Un peu plus tard, je revis sa mère, et elle attendoit les mots qui alloient m’échapper comme un oracle sauveur. — A-t-elle aimé ? lui demandai-je.

— Hélas ! jamais. De riches partis se sont offerts ; et malgré notre indigence, on a sollicité avec ardeur l’amour de ma Suzanne. Elle a été indifférente pour tous. Elle auroit voulu qu’il y eût des cloîtres pour y ensevelir sa jeunesse, parce que le monde lui étoit importun, et qu’elle trouvoit la vie longue et difficile. Je crois que nul homme n’a obtenu un seul baiser de Suzanne, si ce n’est cependant son parrain. Il a douze ans de plus qu’elle, et c’est le fils de l’ancien seigneur du village. Tandis qu’il étoit absent pour le service du roi, elle disoit : Je sais que mon parrain reviendra, parce que Dieu me l’a promis ; et quand il reviendra, mon Frédéric, je lui donnerai un agneau tout blanc avec des rubans bleus et roses, et des tresses de fleurs suivant la saison. Elle alla en effet à sa rencontre, et quand il la vit, il descendit de cheval pour la baiser sur le front. Voyez, dit-il, comme Suzanne est jolie ! Je ne veux pas qu’elle conduise des troupeaux le long des haies et qu’elle hâle son teint aux ardeurs du soleil, car je l’aimois comme ma sœur.

Le lendemain, je revins dès le point du jour. Je la trouvai plus mal.

— Écoute, me dit-elle en m’embrassant, tu dois être bon comme tu es beau, et je vais te demander quelque chose de meilleur que la vie. Engage ma mère à me donner ma robe blanche, ma cornette de mousseline et ma jeannette de cristal. Cueille-moi un barbeau dans le jardin et une iris près du ruisseau. C’est aujourd’hui l’anniversaire de ma naissance.

Je fis ce qu’elle m’avoit demandé, et sa mère l’habilla. Mais en descendant de son lit, elle tomba en foiblesse.
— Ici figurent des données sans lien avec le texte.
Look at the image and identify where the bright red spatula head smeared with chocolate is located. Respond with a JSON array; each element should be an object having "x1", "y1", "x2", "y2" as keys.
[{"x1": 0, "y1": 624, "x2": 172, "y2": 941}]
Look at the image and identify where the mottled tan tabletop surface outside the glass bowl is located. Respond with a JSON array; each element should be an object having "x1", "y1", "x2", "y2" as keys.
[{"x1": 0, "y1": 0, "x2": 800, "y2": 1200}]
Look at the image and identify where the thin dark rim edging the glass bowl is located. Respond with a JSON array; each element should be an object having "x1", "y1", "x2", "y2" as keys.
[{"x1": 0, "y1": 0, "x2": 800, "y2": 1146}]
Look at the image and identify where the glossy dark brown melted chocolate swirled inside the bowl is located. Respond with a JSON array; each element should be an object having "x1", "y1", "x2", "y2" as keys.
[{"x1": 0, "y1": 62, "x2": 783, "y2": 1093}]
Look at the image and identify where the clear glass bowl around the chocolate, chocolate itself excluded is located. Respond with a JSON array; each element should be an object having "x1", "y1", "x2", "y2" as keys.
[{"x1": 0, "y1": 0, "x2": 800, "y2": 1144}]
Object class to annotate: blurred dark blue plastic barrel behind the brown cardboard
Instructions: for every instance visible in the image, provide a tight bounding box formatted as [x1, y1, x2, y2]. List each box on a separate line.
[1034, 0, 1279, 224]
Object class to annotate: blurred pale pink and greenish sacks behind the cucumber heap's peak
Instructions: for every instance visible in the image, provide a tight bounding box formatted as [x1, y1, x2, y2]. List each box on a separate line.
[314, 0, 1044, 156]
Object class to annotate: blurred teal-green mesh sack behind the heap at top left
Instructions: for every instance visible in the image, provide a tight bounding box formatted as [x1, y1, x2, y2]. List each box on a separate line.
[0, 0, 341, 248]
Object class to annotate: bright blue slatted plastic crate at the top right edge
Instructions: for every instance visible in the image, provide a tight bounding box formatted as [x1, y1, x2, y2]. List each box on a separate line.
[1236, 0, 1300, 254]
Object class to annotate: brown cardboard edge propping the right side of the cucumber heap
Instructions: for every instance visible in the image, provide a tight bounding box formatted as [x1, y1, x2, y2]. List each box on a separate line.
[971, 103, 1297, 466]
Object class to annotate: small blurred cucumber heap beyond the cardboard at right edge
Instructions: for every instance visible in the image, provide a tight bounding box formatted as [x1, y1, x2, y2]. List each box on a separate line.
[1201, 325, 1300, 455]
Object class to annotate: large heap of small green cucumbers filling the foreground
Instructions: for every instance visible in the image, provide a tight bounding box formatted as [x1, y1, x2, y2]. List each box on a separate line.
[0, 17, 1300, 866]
La cloche sonnoit tout vis-à-vis, car c’étoit en face de l’église. Sa mère lui dit : Vois-tu bien, c’est le mariage de Frédéric ; et si tu n’étois pas malade, tu danserois, comme les demoiselles, dans les grandes salles du château. Pourquoi ne prends-tu pas courage ?

Elle n’entendoit plus, Suzanne, la pauvre Suzanne ! Elle nous dit qu’elle étoit mieux.

Nous nous approchâmes de la porte, sa mère et moi, pour voir passer les fiancés. La femme choisissoit, avec une attention craintive, l’endroit où elle devoit poser ses pieds, pour ne pas flétrir les broderies de sa chaussure. Tous ses mouvements étoient pénibles et apprêtés ; tous ses gestes superbes et dédaigneux. Dans ses pas, dans ses regards, dans l’arrangement de ses cheveux, dans les plis de ses vêtements, il n’y avoit que symétrie. Oh ! que les soins d’une fête simple et d’une cérémonie commune lui inspiroient de dégoût !

Frédéric venoit après. Ses grands sourcils étoient baissés, sa parure négligée, sa démarche lente et soucieuse.

En passant devant la maison, il y jeta les yeux d’un air sombre et mécontent ; il recula d’un demi-pas en se mordant les lèvres, effeuilla un bouquet qu’il tenoit dans ses mains, et puis reprit sa route, et l’église s’ouvrit.

J’étois demeuré seul, et je réfléchissois sur cela, quand j’entendis un long cri.

Je courus. La mère étoit à genoux. La fille étoit couchée.

— Êtes-vous sûre ?

— Regarde, me dit la mère…

Suzanne étoit morte, roide, sans couleur, déjà tout inanimée. Je la touchai, elle étoit froide. Je prêtai l’oreille encore pour m’assurer qu’elle ne respiroit plus.

Voilà ce que j’ai vu dans ce village aux environs de Loudun.

  1. Cette petite nouvelle a paru pour la première fois dans Les Tristes, ou Mélanges tirés des tablettes d’un suicide, publiés par Ch. Nodier. Paris, Demonville, 1806, in-8. Elle est intitulée dans ce recueil : La nouvelle Werthérie. Ce titre, dans les réimpressions subséquentes, a été remplacé par celui que nous avons reproduit nous-même : La Filleule du Seigneur.